In its final Monday Mycotoxin Report of the season on November 20, Neogen summarized the mycotoxins that were found in corn across the United States this growing and harvest season.
Fumonisin was found in Texas, South Dakota, North Carolina, Tennessee, Alabama, Oklahoma, Kansas, Missouri and New York. Fumonisin was more prevalent this year than in years past and at higher levels, Neogen said.
“Additional late-season rains may promote more fumonisin development after the dry summer. Corn that is behind normal maturity could be more vulnerable to early frost or more excessive rains,” the company said.
Aflatoxin was detected in Iowa, North Dakota, Georgia, Texas, Alabama, Oklahoma and Kansas.
T-2 toxin was found in Texas, South Dakota, New York and Wisconsin.
Zearalenone was found in Iowa, Mississippi and New York.

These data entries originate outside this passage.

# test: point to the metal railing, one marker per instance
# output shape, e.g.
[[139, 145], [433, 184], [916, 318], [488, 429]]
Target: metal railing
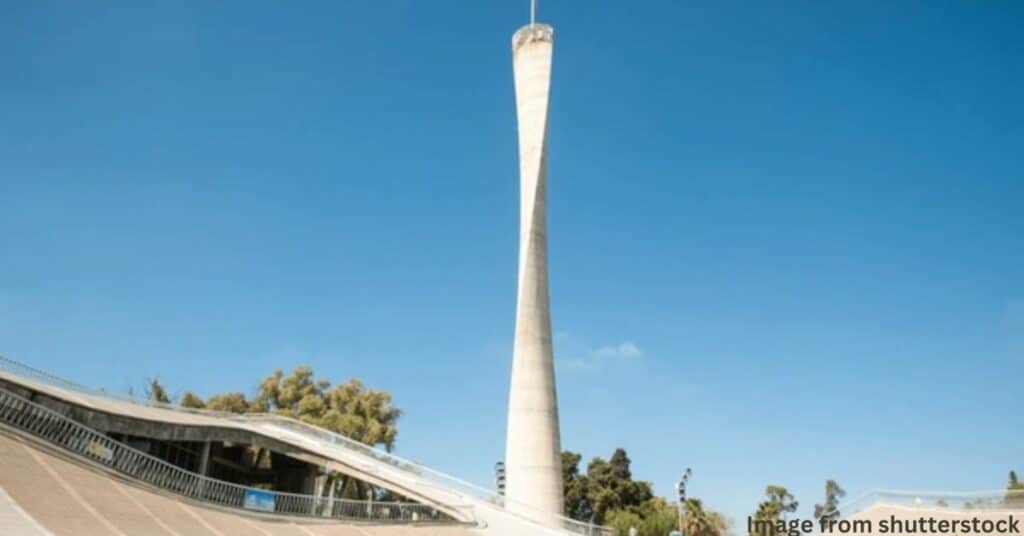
[[974, 500], [327, 438], [56, 429]]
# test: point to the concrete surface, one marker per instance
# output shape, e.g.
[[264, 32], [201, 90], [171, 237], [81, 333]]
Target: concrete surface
[[48, 495], [532, 453]]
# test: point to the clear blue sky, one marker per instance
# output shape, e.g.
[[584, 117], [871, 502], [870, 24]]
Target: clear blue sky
[[786, 240]]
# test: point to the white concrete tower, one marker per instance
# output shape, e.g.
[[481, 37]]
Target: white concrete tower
[[532, 453]]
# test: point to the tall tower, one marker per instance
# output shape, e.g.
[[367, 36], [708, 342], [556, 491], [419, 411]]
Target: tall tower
[[532, 452]]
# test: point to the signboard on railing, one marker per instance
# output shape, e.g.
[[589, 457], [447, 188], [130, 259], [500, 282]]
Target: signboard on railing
[[258, 500], [100, 451]]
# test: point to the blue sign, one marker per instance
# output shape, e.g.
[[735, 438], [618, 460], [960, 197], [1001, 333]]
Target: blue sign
[[258, 500]]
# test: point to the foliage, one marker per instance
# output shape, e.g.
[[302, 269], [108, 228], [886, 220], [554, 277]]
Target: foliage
[[608, 495], [1015, 491], [779, 501], [608, 485], [829, 510], [350, 409], [698, 522]]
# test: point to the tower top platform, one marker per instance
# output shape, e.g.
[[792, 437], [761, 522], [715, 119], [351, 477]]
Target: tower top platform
[[531, 33]]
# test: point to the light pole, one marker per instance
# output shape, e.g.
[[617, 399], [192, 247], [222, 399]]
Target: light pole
[[500, 478], [681, 488]]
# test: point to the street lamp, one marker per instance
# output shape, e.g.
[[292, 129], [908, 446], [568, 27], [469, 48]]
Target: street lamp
[[681, 488]]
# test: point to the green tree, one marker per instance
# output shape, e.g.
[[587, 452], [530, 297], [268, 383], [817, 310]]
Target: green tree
[[779, 502], [350, 409], [610, 486], [1015, 491], [829, 510], [190, 400], [699, 522], [576, 488], [233, 402], [155, 392]]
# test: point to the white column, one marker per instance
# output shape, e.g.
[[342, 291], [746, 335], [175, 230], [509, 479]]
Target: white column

Deoxynivalenol was detected in New York, Pennsylvania, Texas, Nebraska, Wisconsin, Kansas, Iowa, South Dakota and Minnesota. Deoxynivalenol develops during warm, wet weather after corn silking and is one of the most important mycotoxins because it occurs frequently and at levels of toxicological relevance for swine.
Pigs are the species most susceptible to deoxynivalenol due to its rapid absorption, extensive distribution throughout the body, and poor metabolization. The most common symptoms in pigs include decreased feed intake and immune suppression.
“Mycotoxins are impacted most by weather during the growing season,” Neogen said. “However, harvest timing, crop moisture management and storage methods also play a part in toxin growth.”
The big three risks for mycotoxin development, according to Neogen, are:
- Aflatoxin in drought areas
- Fumonisin from excessive rains
- Early frost to immature corn for DON
Corn harvest progress
Eighty-three percent of corn has been harvested, a 13 percent jump from last week, but still eight points behind the five-year average. States considerably further behind their own averages are Minnesota, Colorado, Wisconsin, Ohio and Indiana.